MPI job with specified node tolerations
Arena supports submiting a job and the job tolerates k8s taints nodes(Currently only support mpi job and tf job), the following steps can help you how to use this feature.
1. query k8s cluster information.
$ kubectl get nodes
NAME STATUS ROLES AGE VERSION
cn-beijing.192.168.3.225 Ready master 2d23h v1.12.6-aliyun.1
cn-beijing.192.168.3.226 Ready master 2d23h v1.12.6-aliyun.1
cn-beijing.192.168.3.227 Ready master 2d23h v1.12.6-aliyun.1
cn-beijing.192.168.3.228 Ready <none> 2d22h v1.12.6-aliyun.1
cn-beijing.192.168.3.229 Ready <none> 2d22h v1.12.6-aliyun.1
cn-beijing.192.168.3.230 Ready <none> 2d22h v1.12.6-aliyun.1
2. give some taints for k8s nodes,for example: give taint "gpu_node=invalid:NoSchedule" to node "cn-beijing.192.168.3.228" and node "cn-beijing.192.168.3.229",give taint "ssd_node=invalid:NoSchedule" to node "cn-beijing.192.168.3.230",now all k8s pod can't schedule to these nodes.
$ kubectl taint nodes cn-beijing.192.168.3.228 gpu_node=invalid:NoSchedule
node/cn-beijing.192.168.3.228 tainted
$ kubectl taint nodes cn-beijing.192.168.3.229 gpu_node=invalid:NoSchedule
node/cn-beijing.192.168.3.229 tainted
$ kubectl taint nodes cn-beijing.192.168.3.230 ssd_node=invalid:NoSchedule
node/cn-beijing.192.168.3.230 tainted
3. when submitting a job with option --toleration
, you can tolerate some nodes which exists taints.
$ arena submit mpi --name=mpi-dist \
--gpus=1 \
--workers=1 \
--toleration ssd_node \
--image=registry.cn-hangzhou.aliyuncs.com/tensorflow-samples/horovod:0.13.11-tf1.10.0-torch0.4.0-py3.5 \
--tensorboard \
--loglevel debug \
"mpirun python /benchmarks/scripts/tf_cnn_benchmarks/tf_cnn_benchmarks.py --model resnet101 --batch_size 64 --variable_update horovod --train_dir=/training_logs --summary_verbosity=3 --save_summaries_steps=10"
4. query the job details.
$ arena get mpi-dist
STATUS: RUNNING
NAMESPACE: default
PRIORITY: N/A
TRAINING DURATION: 29s
NAME STATUS TRAINER AGE INSTANCE NODE
mpi-dist RUNNING MPIJOB 29s mpi-dist-launcher-jgms7 192.168.3.230
mpi-dist RUNNING MPIJOB 29s mpi-dist-worker-0 192.168.3.230
Your tensorboard will be available on:
http://192.168.3.225:30052
the instances of job are running on node cn-beijing.192.168.3.230(ip is 192.168.3.230,taint is ssd_node=invalid).
5. you can use --toleration
multiple times,for example: you can use "--toleration gpu_node --toleration ssd_node" when submitting a job,it represents that the job tolerates nodes which own taint "gpu_node=invalid" and taint "ssd_node=invalid".

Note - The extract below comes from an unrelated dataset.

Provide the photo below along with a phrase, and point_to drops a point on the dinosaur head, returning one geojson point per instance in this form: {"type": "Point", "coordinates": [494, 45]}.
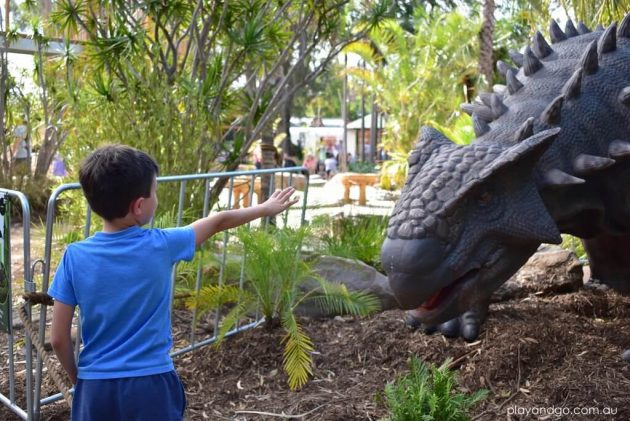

$ arena submit mpi --name=mpi-dist \
--gpus=1 \
--workers=1 \
--toleration ssd_node \
--toleration gpu_node \
--image=registry.cn-hangzhou.aliyuncs.com/tensorflow-samples/horovod:0.13.11-tf1.10.0-torch0.4.0-py3.5 \
--tensorboard \
--loglevel debug \
"mpirun python /benchmarks/scripts/tf_cnn_benchmarks/tf_cnn_benchmarks.py --model resnet101 --batch_size 64 --variable_update horovod --train_dir=/training_logs --summary_verbosity=3 --save_summaries_steps=10"
6. query the job details.
$ arena get mpi-dist
STATUS: RUNNING
NAMESPACE: default
PRIORITY: N/A
TRAINING DURATION: 29s
NAME STATUS TRAINER AGE INSTANCE NODE
mpi-dist RUNNING MPIJOB 29s mpi-dist-launcher-jgms7 192.168.3.229
mpi-dist RUNNING MPIJOB 29s mpi-dist-worker-0 192.168.3.230
Your tensorboard will be available on:
http://192.168.3.225:30052
Note
you can use "--toleration all" to tolerate all node taints.